Total estimated binary with full worker support: **~10-11MB**.

## Current status

- **Activities**: Fully implemented. Lua functions are registered, polled, dispatched, and
  completed via the Core SDK. Error handling returns `Failure` objects to Temporal.
- **Workflows**: Fully implemented. Lua coroutine bridge dispatches workflow activations,
  with deterministic ctx methods for execute_activity, wait_signal, sleep, side_effect,
  and workflow_info.
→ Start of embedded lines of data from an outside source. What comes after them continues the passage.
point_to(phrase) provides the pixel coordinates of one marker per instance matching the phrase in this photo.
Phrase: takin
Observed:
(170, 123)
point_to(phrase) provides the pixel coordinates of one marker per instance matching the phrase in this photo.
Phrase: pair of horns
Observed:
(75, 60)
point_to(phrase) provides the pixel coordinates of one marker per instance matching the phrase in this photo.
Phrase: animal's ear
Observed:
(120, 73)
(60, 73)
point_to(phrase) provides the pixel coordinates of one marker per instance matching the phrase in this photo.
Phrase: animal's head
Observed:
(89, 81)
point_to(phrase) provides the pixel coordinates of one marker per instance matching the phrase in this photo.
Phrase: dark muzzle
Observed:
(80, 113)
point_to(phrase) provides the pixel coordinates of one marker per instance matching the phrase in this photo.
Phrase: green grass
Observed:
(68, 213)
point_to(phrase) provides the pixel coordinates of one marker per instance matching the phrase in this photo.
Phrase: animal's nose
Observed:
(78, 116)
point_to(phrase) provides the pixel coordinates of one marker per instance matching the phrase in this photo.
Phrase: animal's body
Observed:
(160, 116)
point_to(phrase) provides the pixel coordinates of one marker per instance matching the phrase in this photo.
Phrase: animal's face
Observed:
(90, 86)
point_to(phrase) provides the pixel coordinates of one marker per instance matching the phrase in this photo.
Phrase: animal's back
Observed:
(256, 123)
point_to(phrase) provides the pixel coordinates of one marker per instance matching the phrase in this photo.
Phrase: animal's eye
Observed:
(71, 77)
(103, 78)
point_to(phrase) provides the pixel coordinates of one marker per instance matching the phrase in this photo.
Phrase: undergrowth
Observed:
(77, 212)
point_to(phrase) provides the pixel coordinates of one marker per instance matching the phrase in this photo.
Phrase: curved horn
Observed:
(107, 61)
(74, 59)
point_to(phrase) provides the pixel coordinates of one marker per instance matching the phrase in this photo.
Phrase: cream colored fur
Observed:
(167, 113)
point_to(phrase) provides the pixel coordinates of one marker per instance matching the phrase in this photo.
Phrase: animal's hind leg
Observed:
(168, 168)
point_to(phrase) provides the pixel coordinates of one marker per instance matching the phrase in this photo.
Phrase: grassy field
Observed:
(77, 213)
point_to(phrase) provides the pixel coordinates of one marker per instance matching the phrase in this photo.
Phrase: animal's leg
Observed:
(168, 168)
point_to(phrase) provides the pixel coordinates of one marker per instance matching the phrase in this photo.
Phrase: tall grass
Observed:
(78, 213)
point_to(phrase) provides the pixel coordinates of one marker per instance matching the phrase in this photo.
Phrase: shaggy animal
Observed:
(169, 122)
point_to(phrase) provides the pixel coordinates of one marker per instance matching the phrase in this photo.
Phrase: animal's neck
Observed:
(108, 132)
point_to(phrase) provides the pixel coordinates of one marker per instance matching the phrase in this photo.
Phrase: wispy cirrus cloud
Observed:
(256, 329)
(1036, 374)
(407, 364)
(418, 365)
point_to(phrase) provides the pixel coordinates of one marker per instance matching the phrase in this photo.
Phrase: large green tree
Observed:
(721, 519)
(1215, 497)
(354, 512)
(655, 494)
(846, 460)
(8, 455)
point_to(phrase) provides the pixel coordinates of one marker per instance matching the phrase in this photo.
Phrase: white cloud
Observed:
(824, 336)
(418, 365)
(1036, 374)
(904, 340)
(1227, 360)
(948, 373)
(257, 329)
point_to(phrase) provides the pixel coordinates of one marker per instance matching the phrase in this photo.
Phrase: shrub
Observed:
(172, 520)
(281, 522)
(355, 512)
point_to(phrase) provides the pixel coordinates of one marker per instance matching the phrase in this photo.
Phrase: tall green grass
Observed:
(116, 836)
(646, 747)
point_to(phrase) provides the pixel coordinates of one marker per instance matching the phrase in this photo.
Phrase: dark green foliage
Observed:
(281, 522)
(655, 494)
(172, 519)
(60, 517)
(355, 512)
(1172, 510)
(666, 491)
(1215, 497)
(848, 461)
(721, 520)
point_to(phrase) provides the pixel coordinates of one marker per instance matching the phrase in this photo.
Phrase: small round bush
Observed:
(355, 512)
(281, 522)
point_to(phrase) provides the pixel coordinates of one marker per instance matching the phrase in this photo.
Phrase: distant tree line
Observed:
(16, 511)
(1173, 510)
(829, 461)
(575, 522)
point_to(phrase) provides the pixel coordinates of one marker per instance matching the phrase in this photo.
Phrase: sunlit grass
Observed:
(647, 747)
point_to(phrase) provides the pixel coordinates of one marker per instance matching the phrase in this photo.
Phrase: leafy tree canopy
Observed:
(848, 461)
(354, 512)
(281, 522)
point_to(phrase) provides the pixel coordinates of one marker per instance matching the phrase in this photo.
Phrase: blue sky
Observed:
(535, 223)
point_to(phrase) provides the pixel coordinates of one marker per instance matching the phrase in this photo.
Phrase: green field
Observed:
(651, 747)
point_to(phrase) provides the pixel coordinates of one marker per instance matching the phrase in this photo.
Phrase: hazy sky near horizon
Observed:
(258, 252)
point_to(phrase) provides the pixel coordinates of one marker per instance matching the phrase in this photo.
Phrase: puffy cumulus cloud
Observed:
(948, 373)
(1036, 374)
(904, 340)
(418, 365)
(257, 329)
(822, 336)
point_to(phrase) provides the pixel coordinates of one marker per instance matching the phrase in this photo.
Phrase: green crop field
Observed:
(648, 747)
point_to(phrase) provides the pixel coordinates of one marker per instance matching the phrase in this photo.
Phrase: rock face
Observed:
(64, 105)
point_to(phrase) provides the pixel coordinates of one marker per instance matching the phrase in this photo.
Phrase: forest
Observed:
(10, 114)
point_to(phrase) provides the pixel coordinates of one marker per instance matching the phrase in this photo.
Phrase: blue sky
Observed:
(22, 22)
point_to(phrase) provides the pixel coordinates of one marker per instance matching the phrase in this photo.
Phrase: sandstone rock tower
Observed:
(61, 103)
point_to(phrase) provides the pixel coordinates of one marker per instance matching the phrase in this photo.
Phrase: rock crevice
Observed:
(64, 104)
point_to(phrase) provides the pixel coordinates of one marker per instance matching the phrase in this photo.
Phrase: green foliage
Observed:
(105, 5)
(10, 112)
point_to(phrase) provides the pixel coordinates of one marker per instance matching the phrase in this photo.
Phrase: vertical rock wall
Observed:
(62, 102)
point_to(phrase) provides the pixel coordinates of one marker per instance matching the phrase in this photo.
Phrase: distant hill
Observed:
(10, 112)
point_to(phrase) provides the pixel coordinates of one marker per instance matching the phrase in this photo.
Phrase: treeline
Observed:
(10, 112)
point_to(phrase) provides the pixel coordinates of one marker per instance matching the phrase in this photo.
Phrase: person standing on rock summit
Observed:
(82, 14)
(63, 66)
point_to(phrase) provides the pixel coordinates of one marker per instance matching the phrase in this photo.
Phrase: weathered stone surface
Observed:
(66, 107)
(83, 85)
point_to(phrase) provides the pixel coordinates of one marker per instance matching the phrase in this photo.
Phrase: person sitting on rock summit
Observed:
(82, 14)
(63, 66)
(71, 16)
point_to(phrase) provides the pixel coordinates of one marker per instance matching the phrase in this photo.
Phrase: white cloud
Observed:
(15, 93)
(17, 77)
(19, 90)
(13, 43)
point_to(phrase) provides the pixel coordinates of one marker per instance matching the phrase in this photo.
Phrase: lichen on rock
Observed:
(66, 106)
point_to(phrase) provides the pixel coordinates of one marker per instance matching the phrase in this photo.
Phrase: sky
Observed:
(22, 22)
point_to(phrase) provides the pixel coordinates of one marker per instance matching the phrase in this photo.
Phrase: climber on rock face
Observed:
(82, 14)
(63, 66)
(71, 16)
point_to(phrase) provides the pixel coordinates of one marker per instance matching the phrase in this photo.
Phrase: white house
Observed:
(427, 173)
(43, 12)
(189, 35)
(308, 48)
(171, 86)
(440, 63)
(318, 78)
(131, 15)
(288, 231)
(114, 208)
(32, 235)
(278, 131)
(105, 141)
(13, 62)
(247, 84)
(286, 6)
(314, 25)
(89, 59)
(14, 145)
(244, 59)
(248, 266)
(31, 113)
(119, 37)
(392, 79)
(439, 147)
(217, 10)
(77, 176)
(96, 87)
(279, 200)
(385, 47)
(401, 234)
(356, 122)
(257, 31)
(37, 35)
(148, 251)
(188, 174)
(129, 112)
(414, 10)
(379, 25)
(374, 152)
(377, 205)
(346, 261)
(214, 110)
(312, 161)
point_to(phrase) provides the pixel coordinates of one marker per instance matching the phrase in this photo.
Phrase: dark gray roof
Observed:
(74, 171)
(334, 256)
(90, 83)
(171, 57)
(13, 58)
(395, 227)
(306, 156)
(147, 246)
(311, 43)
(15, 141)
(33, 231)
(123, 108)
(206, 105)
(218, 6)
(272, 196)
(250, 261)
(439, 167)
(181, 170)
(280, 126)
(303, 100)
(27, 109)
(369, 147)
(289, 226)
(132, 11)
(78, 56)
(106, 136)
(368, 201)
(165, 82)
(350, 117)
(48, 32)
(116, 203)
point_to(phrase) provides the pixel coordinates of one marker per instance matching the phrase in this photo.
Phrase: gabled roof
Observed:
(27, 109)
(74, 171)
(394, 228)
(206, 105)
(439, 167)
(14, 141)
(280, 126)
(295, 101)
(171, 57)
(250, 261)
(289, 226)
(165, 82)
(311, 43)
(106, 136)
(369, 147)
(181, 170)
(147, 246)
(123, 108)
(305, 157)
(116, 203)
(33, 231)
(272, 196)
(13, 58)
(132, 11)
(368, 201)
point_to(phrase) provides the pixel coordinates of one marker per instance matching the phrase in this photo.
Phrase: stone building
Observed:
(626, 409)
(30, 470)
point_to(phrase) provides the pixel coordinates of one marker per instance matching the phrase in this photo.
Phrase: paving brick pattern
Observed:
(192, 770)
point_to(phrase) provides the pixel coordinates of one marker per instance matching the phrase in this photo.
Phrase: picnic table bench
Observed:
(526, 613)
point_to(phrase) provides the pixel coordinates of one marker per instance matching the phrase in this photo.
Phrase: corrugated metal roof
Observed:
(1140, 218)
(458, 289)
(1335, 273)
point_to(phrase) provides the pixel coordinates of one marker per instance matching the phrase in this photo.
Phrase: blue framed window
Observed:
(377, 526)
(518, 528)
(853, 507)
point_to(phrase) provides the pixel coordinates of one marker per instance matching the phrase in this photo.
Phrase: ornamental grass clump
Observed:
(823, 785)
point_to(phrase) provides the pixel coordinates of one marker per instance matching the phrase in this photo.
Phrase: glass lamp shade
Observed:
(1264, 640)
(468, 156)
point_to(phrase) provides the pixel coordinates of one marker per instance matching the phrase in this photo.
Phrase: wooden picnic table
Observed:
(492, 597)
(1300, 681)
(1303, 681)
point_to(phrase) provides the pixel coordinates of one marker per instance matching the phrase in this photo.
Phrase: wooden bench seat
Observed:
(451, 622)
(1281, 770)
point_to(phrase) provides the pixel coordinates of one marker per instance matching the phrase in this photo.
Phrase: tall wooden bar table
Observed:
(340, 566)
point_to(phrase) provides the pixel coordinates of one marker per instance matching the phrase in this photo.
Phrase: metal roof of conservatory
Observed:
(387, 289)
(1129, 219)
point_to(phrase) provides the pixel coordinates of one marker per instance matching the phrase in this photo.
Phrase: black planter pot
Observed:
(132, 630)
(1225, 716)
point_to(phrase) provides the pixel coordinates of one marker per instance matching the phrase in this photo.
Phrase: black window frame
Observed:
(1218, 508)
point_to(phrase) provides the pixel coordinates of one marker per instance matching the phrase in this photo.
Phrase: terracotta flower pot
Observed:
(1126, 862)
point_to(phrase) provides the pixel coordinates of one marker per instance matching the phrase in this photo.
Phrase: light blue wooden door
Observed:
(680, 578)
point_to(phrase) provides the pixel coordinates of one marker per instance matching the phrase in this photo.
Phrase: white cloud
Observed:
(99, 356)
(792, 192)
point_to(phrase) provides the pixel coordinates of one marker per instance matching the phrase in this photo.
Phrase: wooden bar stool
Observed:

Replay is handled via sequence-numbered resolved results.
- **Shutdown**: Graceful via `handle:shutdown()`. Worker drains in-flight tasks.

## Implementation plan

```
Phase 1: Workflow polling + coroutine lifecycle         [done]
  - poll_workflow_activation() loop (same channel pattern as activity loop)
  - Create Lua coroutine on InitializeWorkflow job
  - Store WfInstance per run_id with thread + ctx registry keys
  - Complete workflow on coroutine return (CompleteWorkflowExecution)
  - Fail workflow on coroutine error (FailWorkflowExecution)
  - Eviction handling (RemoveFromCache → cleanup instance)

Phase 2: ctx:execute_activity                           [done]
  - ctx as Lua table with methods that yield command tables
  - yield ScheduleActivity command from Lua coroutine
  - Resume coroutine on ResolveActivity job with decoded result
  - Replay: sequence-numbered _resolved table, return cached result without yield
  - Activity failure → _activity_error table → Lua error() in ctx method
  - Retry policy, timeouts parsed from opts table

Phase 3: ctx:wait_signal + ctx:sleep                    [done]
  - Signal buffering (_signals table, signals can arrive before wait_signal)
  - StartTimer command for sleep and signal timeouts
  - Resume on SignalWorkflow (payload) or FireTimer (nil for timeout)
  - CancelTimer issued when signal arrives before timeout

Phase 4: ctx:side_effect + ctx:workflow_info            [done]
  - side_effect: calls fn() directly, best-effort (not persisted via markers)
  - workflow_info: returns table from InitializeWorkflow metadata
  - Sequence numbers always increment for deterministic replay

Phase 5: Error handling + edge cases                    [done]
  - Activity failure propagation (Completed/Failed/Cancelled variants)
  - Workflow cancellation (CancelWorkflow → CancelWorkflowExecution command)
  - SDK-level errors caught and reported as workflow task failures
  - Unhandled activation jobs logged and skipped gracefully
```

### Design note: ctx as Lua table vs Rust userdata

The ctx object is implemented as a plain Lua table with methods that call
`coroutine.yield()`. This was chosen over Rust userdata because:

1. Yield from within a Rust-backed method has complex lifetime interactions
2. Lua tables are transparent — easy to populate `_resolved`/`_signals` from Rust
3. The ctx factory is a single embedded Lua source string (CTX_LUA constant)
4. No `#[userdata]` proc macros needed for the yield/resume pattern

## Alternatives considered

1. **High-level `temporalio-sdk` Worker type** — Originally planned but rejected. The high-level
   SDK uses Rust proc macros (`#[activity]`, `#[workflow]`) for static registration, which
   doesn't work with dynamic Lua function dispatch. The Core SDK (`temporalio-sdk-core`) gives
   the control needed to bridge to Lua's runtime model.

2. **External Go/TypeScript worker** — works today but adds operational complexity and a second
   language. Defeats assay's single-binary value proposition.

3. **Activity-only worker (no workflow support)** — This is effectively the current state.
   Useful for many real workloads, but the full value comes when workflow orchestration lands.

4. **Signal-driven workflows only** — pre-built Rust workflow templates driven by signals.
   Simpler replay story but less flexible — can't define arbitrary workflow logic in Lua.